Children Against Hitler, by Monica Porter, tells the real life stories of young people across Europe who stood up to the Nazis and acted entirely on their own initiatives.

Many were captured, tortured, or imprisoned and some executed before they turned 18.

Tales include that of two Polish sisters who saved the lives of 13 Jews by sheltering them in their attic for two years, even while Nazi soldiers were in the room below.

The book tells of a blind teenager who started his own resistance movement and underground newspaper, recruiting a 200-strong “army” of schoolboys; the Danish teens who formed the Churchill Club; and a chemistry-obsessed boy who became the French Resistance’s top forger of false identity documents, and saved the lives of thousands.

Writer and journalist Monica, who lives on the Mapesbury Estate, has previously written about her mother’s rescue of Jewish friends during WW2 in Deadly Carousel: A Singer’s Story of the Second World War.

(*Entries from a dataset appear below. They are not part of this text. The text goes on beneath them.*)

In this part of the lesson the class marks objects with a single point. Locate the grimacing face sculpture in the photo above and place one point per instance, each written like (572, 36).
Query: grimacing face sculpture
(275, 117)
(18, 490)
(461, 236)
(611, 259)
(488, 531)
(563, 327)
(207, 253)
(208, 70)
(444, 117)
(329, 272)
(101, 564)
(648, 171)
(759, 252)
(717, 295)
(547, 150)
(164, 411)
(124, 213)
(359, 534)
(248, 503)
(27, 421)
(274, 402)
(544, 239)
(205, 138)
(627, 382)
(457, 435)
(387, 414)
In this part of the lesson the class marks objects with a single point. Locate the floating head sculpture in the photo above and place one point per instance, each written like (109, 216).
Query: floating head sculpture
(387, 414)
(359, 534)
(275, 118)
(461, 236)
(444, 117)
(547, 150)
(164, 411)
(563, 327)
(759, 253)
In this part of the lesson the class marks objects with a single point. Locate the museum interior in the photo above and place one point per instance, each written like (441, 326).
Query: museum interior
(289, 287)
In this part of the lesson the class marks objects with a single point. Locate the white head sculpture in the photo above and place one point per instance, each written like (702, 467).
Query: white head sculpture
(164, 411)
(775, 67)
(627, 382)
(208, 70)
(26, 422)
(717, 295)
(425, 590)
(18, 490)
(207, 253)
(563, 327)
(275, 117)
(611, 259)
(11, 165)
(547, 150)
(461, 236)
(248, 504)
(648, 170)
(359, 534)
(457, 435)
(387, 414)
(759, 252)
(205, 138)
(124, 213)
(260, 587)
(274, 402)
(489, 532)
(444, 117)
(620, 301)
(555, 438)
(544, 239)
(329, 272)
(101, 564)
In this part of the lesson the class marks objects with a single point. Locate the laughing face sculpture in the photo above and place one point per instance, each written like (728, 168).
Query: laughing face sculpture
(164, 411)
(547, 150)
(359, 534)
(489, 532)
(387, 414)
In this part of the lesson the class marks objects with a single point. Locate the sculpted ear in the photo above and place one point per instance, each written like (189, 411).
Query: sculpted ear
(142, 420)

“It occurred to me it would be interesting to focus on one area of the resistance movement which seemed to me hadn’t been written up as such, what these very youngest people did, school age kids doing anti-Nazi activities.

“I started coming up with really interesting stories and not very well known, some hardly known at all,” said Monica.

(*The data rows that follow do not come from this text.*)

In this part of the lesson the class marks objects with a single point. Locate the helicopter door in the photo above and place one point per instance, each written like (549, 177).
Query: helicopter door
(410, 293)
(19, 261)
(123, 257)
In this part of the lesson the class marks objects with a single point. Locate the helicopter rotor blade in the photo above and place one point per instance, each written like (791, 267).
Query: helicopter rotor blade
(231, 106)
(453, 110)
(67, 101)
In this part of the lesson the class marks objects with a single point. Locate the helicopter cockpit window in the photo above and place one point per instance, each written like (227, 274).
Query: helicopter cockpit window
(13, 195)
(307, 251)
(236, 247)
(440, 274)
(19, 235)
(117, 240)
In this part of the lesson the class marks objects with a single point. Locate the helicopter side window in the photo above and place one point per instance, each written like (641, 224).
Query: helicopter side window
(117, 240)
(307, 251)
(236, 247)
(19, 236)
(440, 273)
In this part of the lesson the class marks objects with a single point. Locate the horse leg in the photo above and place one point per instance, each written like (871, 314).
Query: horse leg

“The fascinating thing to me was they came across the range, some from really poor backgrounds and children of the elites who are going to posh private schools, but they were all united, they wanted to get involved in fighting back against this brutal oppression of the Nazis that had taken over their country and their lives. They weren’t going to leave it to the adults, they’d do it themselves.”

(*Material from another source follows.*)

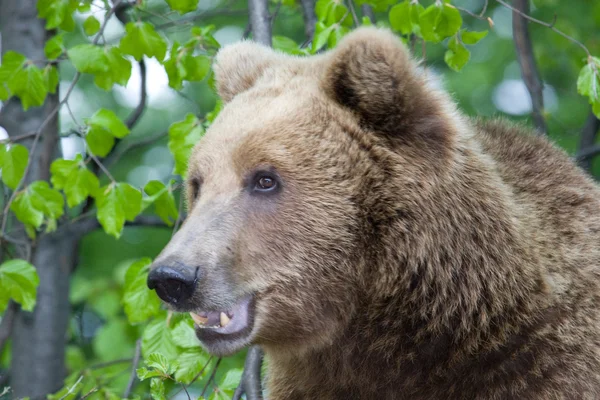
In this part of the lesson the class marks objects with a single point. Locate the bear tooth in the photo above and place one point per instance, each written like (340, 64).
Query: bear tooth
(198, 319)
(224, 319)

She added: “We’re living in a time where young people, teenagers, seem to be suffering from terrible depression, some of them are suicidal, they have terrible mental angst about the world. Yet why would this be? They’re growing up in a time of peace, it’s not a time when their lives are endangered or threatened, yet they do.

“For this generation to read a book about what people in their own age group were confronting, real dangers and threats to their existence, and the strength and the courage to battle against it- it’s a good lesson in life.”